Searched around documentation trying to find a way to set a prefix for the session cookies and could not find anything. Nor could I find any suggestions pertaining to this issue.
Share the entire output of the archivebox version command for the current verison you are using.
0.7.3
ArchiveBox v0.7.3 COMMIT_HASH=069aabc BUILD_TIME=2024-12-15 09:54:03 1734256443
IN_DOCKER=True IN_QEMU=False ARCH=x86_64 OS=Linux PLATFORM=Linux-6.11.0-18-generic-x86_64-with-glibc2.36 PYTHON=Cpython
FS_ATOMIC=True FS_REMOTE=False FS_USER=0:0 FS_PERMS=644
DEBUG=False IS_TTY=True TZ=UTC SEARCH_BACKEND=ripgrep LDAP=False
[i] Dependency versions:
√ PYTHON_BINARY v3.11.11 valid /usr/local/bin/python3.11
√ SQLITE_BINARY v2.6.0 valid /usr/local/lib/python3.11/sqlite3/dbapi2.py
√ DJANGO_BINARY v3.1.14 valid /usr/local/lib/python3.11/site-packages/django/__init__.py
√ ARCHIVEBOX_BINARY v0.7.3 valid /usr/local/bin/archivebox
√ CURL_BINARY v8.10.1 valid /usr/bin/curl
√ WGET_BINARY v1.21.3 valid /usr/bin/wget
√ NODE_BINARY v20.18.1 valid /usr/bin/node
√ SINGLEFILE_BINARY v1.1.54 valid ./node_modules/single-file-cli/single-file
√ READABILITY_BINARY v0.0.11 valid ./node_modules/readability-extractor/readability-extractor
√ MERCURY_BINARY v1.0.0 valid ./node_modules/@postlight/parser/cli.js
√ GIT_BINARY v2.39.5 valid /usr/bin/git
√ YOUTUBEDL_BINARY v2024.12.13 valid /usr/local/bin/yt-dlp
√ CHROME_BINARY v131.0.6778.33 valid /usr/bin/chromium-browser
√ RIPGREP_BINARY v13.0.0 valid /usr/bin/rg
[i] Source-code locations:
√ PACKAGE_DIR 24 files valid ./archivebox
√ TEMPLATES_DIR 3 files valid ./archivebox/templates
- CUSTOM_TEMPLATES_DIR - disabled None
[i] Secrets locations:
- CHROME_USER_DATA_DIR - disabled None
- COOKIES_FILE - disabled None
How badly do you want this new feature?
- [ ] It's an urgent deal-breaker, I can't live without it
- [ ] It's important to add it in the near-mid term future
- [x] It would be nice to have eventually
- [ ] I'm willing to start a PR to develop this myself
- [ ] I have donated money to go towards fixing this issue
Mini Survey
- [x] I like ArchiveBox so far / would recommend it to a friend
- [ ] I've had a lot of difficulty getting ArchiveBox set up
- [ ] I would pay $10/mo for a hosted version of ArchiveBox if it had this feature
Interesting. I thought different ports were considered different origins, very surprised your browser is re-using cookies across ports.

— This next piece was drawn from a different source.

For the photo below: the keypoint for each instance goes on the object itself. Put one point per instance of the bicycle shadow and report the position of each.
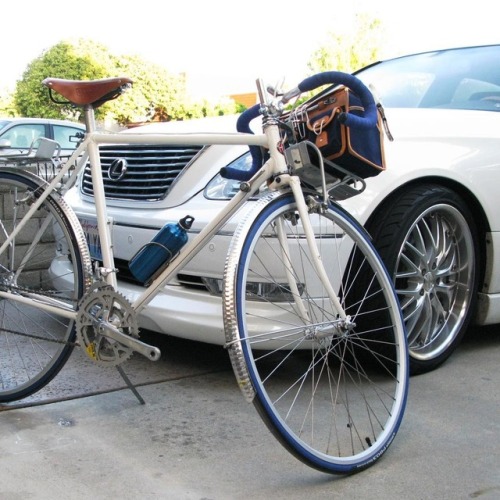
(82, 377)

If archivebox is sharing cookies with other things on the same server that is VERY BAD. It means archived JS potentially has access to any other service you're hosting. All it would take is archiving one malicious page, then you viewing the wget output would allow an attacker to login as you on those other services and hack your accounts.
Yes I just confirmed all ArchiveBox cookies are set in HostOnly mode which means they are not exposed to any other host:port combinations other than the exact one they were set with.
This means your other services are the ones setting cookies without HostOnly, which is a potential security risk that those services should fix. If we changed our cookies names it would fix the glitches you're seeing but it would hide the real security issue more, so I'm on the fence about it. In general ArchiveBox is not really safe to host on a shared domain with anything else because it contains a ton of untrusted HTML, JS, CSS, cookies, etc., so I strongly discourage it, you should really set up ingress on a unique domain specific to archivebox using something like traefik or cloudflare tunnels.
That's still checked for me for every cookie (archivebox and others) for the address. I thought it would cover the port?
That said - it's a good point about hosting on a shared deal. The web panel isn't exposed to the internet anyways and I only use it to archive select reddit comments. However, I still can't account for unsafe code as you pointed out so I'll move it to it's own IP and instance sometime today anyways as a precaution.
edit: I found this which may be relevant https://stackoverflow.com/questions/1612177/are-http-cookies-port-specific
In my case, I'll just move archivebox to it's own IP on my network. But I would still like to make this request as I feel it would aid in security even if it's a small way.